成果が出ていない現状を打開するために精神主義を持ち出す、実際に活動する、結果が出る、そこまではまあいいだろう。

では、その結果の部分はどうだったのか?

高い成果になったのだろうか?

それを分析することはない。

いや、仮に成果が出ていなかったら、「気持ちが足りなかった」とでも言うのだろう。

「外部環境」のせいにするのだろう。

そして、さっさと「次」に向かうのだろう。

本当にうんざりする。

量ではなく、質を

営業をやってきた人間として、「量」というものが重要であるということは十分に理解しているつもりだ。

絶対的に「量」が足りなければ、確かに数字は伸びていかない。

ただ、ある程度のところからは「質」が決定的に重要になる。

使い古されている言葉だけれど、この「量」×「質」の部分を如何に継続的にできるかというのが、高い成果を出せる人とそうでない人を分けていく。

昭和時代のようなキャッチアップ型経済においては、量をやれば成果もついてきた。

経済自体が大きく成長していた環境下では、どんなやり方(質)であっても、量があれば、成果というのは伸びた。

ただ、現代はそうではない。

質がなければ成果はない。

で、その質を高めるのに重要なのは根性ではない。

努力ですらない。

戦力差を分析して、勝てるかどうかを吟味する

では、何なのか?

それは「分析」なのだろう、と僕は思う。

ある種の試行錯誤から得たデータをどのように解釈して、次回の戦略にどう活かすか、その繰り返しの中にこそ質というのは生まれてくる。

もちろんそこには「突然変異」的な不確定要素が不可欠である。

この「線形と非線形の組み合わせ」が大きな成果に繋がっていく。

感情と理性、という言葉で言うのであれば、感情は排して、理性的に考えていくことが必要なのだと僕は思っている。

理性的であるということは、決して空気を読まない訳ではないし、冷たい訳でもない。

ただ冷静に戦力(差)を分析して、勝てるかどうかを吟味する行為だ。

竹槍で戦車に勝つのは不可能

これも議論が難しいけれど、チームビルディングの段階であれば、できるだけ「負け試合」は回避した方がいい。

それは特に弱いチームであればあるほど、自信がなくなってしまうからだ。

「当然負ける試合」「結果として負けてしまった試合」、というのは本質的には異なるものであるはずなのに、それをどちらも同じように扱ってしまうことはマネジメントとしてはうまい手とは言えない。

勝てる試合を確実に勝っていくこと。

裏返せば、戦力差がある場合には勝負すらしないこと。

無理やり精神力という魔法のようなものでカバーしようとしないこと。

竹槍では戦車には勝てない。

それを言明することをタブーとしてはいけない。

それではまた。

いい仕事をしましょう。


あとがき

コロナウイルスへの報道でも感じることですが、日本人はいつになったらデータを基に理知的に議論をするようになるのだろうか、と僕は感じています。
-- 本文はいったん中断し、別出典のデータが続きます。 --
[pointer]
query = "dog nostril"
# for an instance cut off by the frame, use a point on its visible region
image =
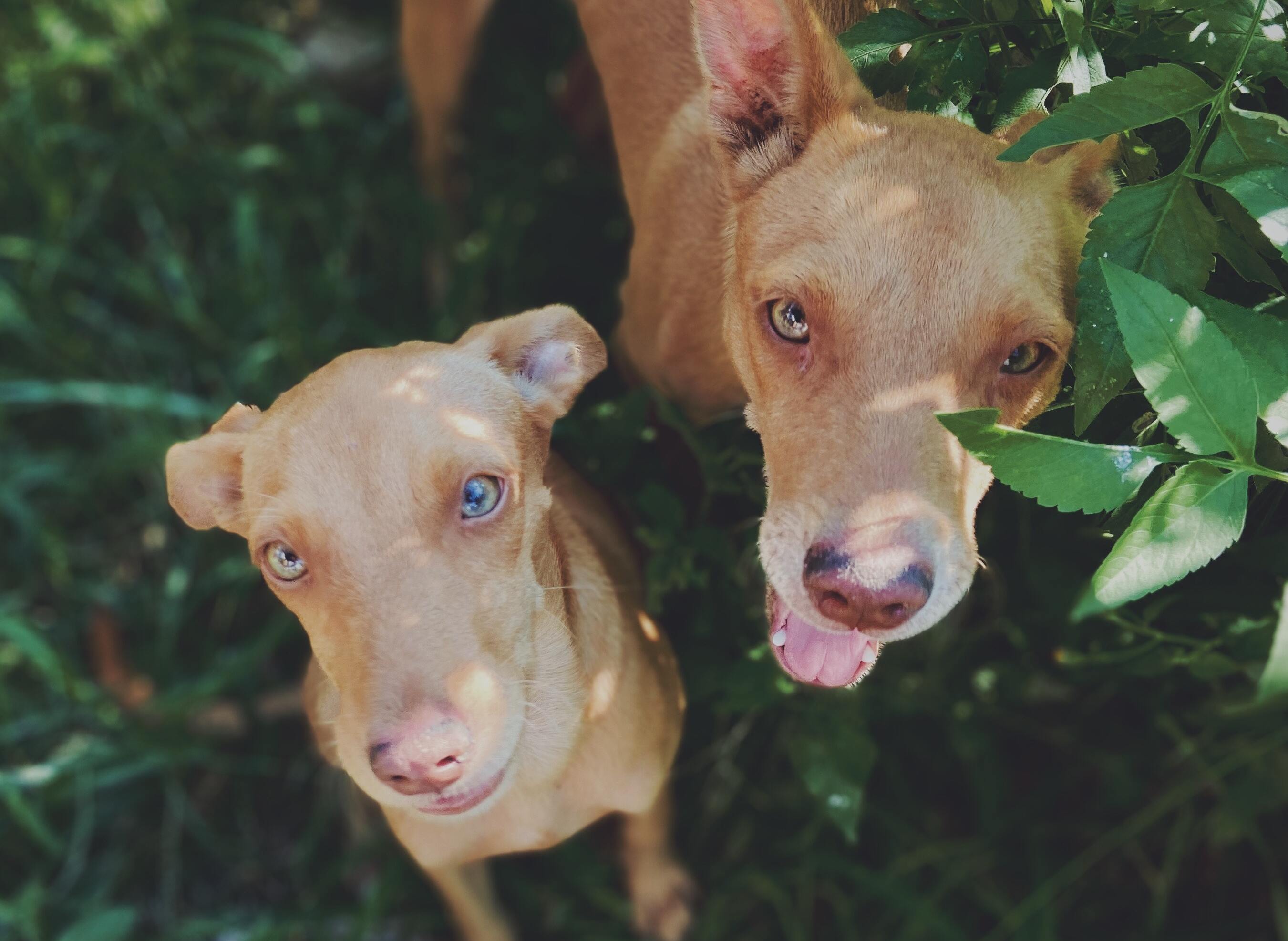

もちろん、大抵の市井の人はそのように思っていると思うので(僕は日本の一般の人の感性を信頼しています)、あくまでもこれはメディア上の話に過ぎないのかもしません。

ただ、メディアが精神論を持ち出したり、感情論を持ち出したりすることで、さも「世論」が形成されているように映し出される(そして実際にそれによって行動が抑制される)ことに、何というか不条理を感じますし、実際にそれに感化される人も一定数いるのだろうな、と思っています。

「空気」に弱い私たちは、簡単に「欲しがりません、勝つまでは」とか「一億総玉砕」みたいなスローガンに染まってしまいます。

精神主義もその亜種の一形態です。

やってもできないことはあるし、無理なものは無理です。

そしてそれを言うことは別に悪いことではありません。

空気に囚われずに、建設的な議論を行っていきましょう。